Top off any meal with Chocolate Chip Snack Cake, which comes from Sarah Newman. After some makeover from the original recipe from her mom, Sarah writes from Brooklyn Center, Minnesota, “It's just as good without the guilt!”
- 1/4 cup butter, softened
- 1 cup sugar
- 1 egg
- 2 egg whites
- 1 cup (8 ounces) reduced-fat sour cream
- 2/3 cup unsweetened applesauce
- 1 teaspoon vanilla extract
- 1 cup all-purpose flour
- 1 cup whole wheat flour
- 1-1/2 teaspoons baking powder
- 1/2 teaspoon salt
- 1/4 teaspoon baking soda
- 1/3 cup sugar
- 1 teaspoon ground cinnamon
- 1/2 cup miniature semisweet chocolate chips
- In a large bowl, beat butter and sugar until crumbly, about 2 minutes. Add egg, then egg whites, beating well after each addition. Beat in the sour cream, applesauce and vanilla (mixture will appear curdled). Combine the flours, baking powder, salt and baking soda; stir into butter mixture just until blended.
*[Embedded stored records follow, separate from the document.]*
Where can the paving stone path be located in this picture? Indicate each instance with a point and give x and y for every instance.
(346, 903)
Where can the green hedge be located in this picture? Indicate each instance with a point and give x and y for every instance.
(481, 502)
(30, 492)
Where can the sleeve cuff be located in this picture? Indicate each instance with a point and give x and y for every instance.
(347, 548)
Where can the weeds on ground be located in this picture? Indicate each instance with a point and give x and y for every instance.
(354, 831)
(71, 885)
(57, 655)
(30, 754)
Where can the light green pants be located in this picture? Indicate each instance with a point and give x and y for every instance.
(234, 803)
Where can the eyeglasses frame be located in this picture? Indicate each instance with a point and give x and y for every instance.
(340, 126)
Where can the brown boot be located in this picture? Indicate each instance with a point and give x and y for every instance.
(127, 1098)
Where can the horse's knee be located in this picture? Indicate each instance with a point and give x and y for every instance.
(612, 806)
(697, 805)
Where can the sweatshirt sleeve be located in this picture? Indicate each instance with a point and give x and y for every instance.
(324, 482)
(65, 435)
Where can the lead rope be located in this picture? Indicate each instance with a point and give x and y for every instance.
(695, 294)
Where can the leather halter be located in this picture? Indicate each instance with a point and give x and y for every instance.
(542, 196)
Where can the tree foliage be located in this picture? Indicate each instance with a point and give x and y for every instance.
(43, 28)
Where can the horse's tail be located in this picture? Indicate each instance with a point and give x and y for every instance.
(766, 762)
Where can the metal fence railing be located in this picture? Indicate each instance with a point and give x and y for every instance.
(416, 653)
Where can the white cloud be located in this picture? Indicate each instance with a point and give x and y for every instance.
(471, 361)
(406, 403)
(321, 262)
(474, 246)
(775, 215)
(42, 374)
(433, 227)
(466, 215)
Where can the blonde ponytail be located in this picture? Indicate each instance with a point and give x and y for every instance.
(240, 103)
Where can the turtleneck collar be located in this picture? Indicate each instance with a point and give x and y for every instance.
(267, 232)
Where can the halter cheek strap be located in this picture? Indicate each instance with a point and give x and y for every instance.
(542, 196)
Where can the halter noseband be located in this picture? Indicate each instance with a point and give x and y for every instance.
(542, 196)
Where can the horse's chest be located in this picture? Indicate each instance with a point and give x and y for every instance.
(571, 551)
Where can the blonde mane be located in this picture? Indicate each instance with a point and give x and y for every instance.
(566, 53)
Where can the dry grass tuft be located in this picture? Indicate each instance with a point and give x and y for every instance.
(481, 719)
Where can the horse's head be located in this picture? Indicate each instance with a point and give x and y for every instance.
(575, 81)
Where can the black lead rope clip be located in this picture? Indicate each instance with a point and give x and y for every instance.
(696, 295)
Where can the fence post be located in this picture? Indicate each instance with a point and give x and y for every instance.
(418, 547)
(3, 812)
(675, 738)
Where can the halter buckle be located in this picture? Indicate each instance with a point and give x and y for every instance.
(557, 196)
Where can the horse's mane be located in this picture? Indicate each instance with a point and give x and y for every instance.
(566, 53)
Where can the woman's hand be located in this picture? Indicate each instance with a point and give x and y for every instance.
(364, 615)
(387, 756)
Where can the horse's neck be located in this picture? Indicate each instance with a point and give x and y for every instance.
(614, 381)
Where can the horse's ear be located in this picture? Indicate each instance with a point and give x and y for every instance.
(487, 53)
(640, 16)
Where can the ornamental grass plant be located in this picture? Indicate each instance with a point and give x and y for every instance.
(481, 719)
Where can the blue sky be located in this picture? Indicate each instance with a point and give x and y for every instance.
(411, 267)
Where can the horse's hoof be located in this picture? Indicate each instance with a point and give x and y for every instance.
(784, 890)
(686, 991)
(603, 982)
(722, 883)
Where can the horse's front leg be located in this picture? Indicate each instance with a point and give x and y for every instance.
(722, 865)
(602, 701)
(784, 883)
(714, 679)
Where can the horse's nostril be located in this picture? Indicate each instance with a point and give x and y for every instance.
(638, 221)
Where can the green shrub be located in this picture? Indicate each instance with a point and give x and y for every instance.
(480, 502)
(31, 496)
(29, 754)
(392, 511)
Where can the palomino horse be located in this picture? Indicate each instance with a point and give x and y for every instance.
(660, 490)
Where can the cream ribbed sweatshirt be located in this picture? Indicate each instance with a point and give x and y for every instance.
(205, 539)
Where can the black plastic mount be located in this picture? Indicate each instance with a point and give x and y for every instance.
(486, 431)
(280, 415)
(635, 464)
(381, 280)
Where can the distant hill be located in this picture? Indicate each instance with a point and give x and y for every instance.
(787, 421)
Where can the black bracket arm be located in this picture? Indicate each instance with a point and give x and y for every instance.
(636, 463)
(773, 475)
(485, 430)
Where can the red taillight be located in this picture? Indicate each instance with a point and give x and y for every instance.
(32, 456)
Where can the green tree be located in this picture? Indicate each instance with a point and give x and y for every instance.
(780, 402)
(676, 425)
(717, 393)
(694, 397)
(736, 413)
- Pour half of the batter into a 13-in. x 9-in. baking pan coated with cooking spray. Combine sugar and cinnamon; sprinkle half over the batter. Top with half of the chocolate chips.
- Gently top with remaining batter; spread evenly. Sprinkle with remaining cinnamon-sugar and chips. Bake at 350° for 20-25 minutes or until a toothpick comes out clean. Cool on a wire rack. Yield: 15 servings.